GUILHERME DA NÓBREGA

Ataque especulativo é uma expressão usada para designar três coisas diferentes. Felizmente, é possível descartar a hipótese em qualquer das três acepções. Vejamos.
Alguns a usam pelo que realmente é: uma conspiração para encurralar o Banco Central. Nesse caso, as pessoas fazem compras pesadas de dólar no mercado futuro (ficam "compradas"), forçando-o a vender quantidades crescentes de moeda estrangeira até que, exaurido, o governo concede em desvalorizar a moeda.
É simples descartar esse tipo de situação, já que ninguém conseguiria comprar tantos dólares assim com reais. Se o mundo inteiro quer comprar dólares no mercado futuro usando ienes, tudo bem. Mas com reais?
No mês passado, o estoque de reais na praça (depósitos à vista e dinheiro no bolso das pessoas, que os economistas chamam de M1) equivalia a uns US$ 35 bilhões, contra reservas do Banco Central em torno de US$ 61 bilhões. É pouco.
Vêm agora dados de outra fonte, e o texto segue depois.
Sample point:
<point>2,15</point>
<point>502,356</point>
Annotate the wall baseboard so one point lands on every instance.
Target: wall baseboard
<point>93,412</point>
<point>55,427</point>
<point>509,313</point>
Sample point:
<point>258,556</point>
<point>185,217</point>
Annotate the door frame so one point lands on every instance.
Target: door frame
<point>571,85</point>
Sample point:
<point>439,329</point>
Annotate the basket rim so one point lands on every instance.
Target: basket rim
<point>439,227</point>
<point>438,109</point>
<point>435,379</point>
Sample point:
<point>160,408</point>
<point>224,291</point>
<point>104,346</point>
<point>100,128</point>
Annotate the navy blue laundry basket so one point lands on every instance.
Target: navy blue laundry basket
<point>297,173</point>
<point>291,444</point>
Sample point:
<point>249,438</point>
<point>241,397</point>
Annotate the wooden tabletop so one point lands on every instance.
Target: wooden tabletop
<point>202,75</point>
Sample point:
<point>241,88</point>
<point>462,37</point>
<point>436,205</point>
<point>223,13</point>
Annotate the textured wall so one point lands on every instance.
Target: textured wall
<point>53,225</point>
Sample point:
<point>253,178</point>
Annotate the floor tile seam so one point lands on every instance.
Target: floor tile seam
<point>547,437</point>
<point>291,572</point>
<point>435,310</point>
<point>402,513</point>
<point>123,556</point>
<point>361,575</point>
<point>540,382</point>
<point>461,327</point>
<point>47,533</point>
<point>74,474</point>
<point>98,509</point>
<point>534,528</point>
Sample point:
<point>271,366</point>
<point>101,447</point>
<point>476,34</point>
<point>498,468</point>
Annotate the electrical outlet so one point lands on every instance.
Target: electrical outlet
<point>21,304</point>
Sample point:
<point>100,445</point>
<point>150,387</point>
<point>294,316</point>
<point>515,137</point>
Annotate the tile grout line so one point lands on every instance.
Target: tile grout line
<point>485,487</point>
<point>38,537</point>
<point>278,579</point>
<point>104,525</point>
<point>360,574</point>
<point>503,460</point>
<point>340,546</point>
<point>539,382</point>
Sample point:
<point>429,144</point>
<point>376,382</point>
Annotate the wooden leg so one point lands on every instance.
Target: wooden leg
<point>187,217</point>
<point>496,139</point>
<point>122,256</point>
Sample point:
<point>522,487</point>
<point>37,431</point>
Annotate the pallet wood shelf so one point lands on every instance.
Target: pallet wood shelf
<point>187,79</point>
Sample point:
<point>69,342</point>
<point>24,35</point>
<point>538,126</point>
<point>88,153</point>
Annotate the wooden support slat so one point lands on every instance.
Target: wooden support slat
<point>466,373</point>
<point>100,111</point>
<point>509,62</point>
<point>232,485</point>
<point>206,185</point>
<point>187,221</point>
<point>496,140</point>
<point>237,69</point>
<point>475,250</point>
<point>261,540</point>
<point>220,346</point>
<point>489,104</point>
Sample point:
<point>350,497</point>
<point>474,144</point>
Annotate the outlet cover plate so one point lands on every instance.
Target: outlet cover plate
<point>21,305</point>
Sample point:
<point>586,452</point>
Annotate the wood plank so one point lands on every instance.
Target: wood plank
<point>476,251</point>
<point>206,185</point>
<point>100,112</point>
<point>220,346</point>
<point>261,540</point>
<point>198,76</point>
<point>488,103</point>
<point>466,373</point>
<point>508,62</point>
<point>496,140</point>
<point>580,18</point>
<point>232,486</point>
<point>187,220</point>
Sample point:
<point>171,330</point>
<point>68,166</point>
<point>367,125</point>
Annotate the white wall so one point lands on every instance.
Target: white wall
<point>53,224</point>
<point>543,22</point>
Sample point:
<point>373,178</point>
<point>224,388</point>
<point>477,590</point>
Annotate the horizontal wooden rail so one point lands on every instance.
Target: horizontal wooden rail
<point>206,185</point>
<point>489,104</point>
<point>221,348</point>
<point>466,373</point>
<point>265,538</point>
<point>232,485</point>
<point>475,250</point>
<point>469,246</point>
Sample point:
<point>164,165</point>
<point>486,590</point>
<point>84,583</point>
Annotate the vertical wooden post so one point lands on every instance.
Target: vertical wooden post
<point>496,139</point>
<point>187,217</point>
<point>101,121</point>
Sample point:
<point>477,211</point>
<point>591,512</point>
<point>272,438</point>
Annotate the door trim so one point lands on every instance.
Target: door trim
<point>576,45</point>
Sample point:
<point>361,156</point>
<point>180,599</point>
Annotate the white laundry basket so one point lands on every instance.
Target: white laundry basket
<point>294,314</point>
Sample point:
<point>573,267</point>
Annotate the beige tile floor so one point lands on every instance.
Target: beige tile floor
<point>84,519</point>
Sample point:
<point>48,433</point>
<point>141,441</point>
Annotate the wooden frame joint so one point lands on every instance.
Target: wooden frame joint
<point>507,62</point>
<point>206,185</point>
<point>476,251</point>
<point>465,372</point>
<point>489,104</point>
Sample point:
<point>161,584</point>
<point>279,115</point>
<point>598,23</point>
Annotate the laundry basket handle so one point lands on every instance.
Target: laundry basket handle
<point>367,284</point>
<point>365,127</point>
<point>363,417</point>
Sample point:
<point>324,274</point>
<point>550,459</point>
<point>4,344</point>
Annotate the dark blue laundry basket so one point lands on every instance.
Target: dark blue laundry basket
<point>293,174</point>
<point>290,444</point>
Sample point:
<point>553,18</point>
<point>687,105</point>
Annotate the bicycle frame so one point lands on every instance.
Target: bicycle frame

Se o sujeito toma dinheiro emprestado para comprar dólares, pode ir um pouco além, mas aqui atua a política monetária -aumento dos juros em reais e, portanto, do custo do ataque, como aconteceu anteontem.
Finalmente, o mercado de câmbio é monitorado de perto pelas autoridades. Por exemplo, existem limites quantitativos para posições compradas. A idéia de encurralar o Banco Central é sempre boa, mas não daria certo.
Outros usam o termo "ataque especulativo" para referir-se a um comportamento ditado por dúvidas em relação à política cambial. Será que vão desvalorizar o real? Como farei, nesse caso, para comprar aqueles dólares de que precisarei, em alguns meses, para fazer pagamentos no exterior? Não conviria ir comprando uns dolarezinhos?
Ora, se você acha que vão desvalorizar, é claro que sim! Se você precisa de telefones, acha que o preço vai subir e tem algum dinheiro em caixa, não compraria umas linhas? É uma decisão individual, baseada em... especulações!
Se o sujeito tem pagamentos em dólar a fazer e prefere ficar com reais para ganhar nos juros, aí, sim, está especulando. Se decide comprar dólares, está optando pela segurança. Ou, como se diz, fazendo "hedge".
Essa é uma atitude defensiva, que surge quando se turba o panorama econômico ou político. Desaparece quando o ambiente melhora. Vira um problema somente quando até as pessoas que não têm obrigações futuras em dólar resolvem entrar no jogo.
Evitá-lo depende de o governo mostrar que a política cambial é a essência de sua estratégia econômica, uma prioridade definida politicamente e sustentada mesmo à custa de ajustes de curto prazo em outras variáveis. Alguém de sã consciência duvidaria, mormente após o choque de juros desta semana?
Por fim, há quem use "ataque especulativo" para se referir ao fim do Plano Real, à derrocada do modelo neoliberal, ao fim da irresponsável aventura da globalização ou coisa do gênero. Chamo isso de ataque de nervos.
É pensar que levamos uma chibatada do mercado internacional para nos lembrarmos de que o melhor mesmo é economia fechada, inflação de 50% ao mês, fábrica de carroças e sono tranquilo, sem medo do mundo. Você está rindo, mas tem mesmo gente boa que pensa assim. Fazer o quê?

Guilherme da Nóbrega, 30, economista pela London School of Economics, é sócio da Trend Consultoria Econômica.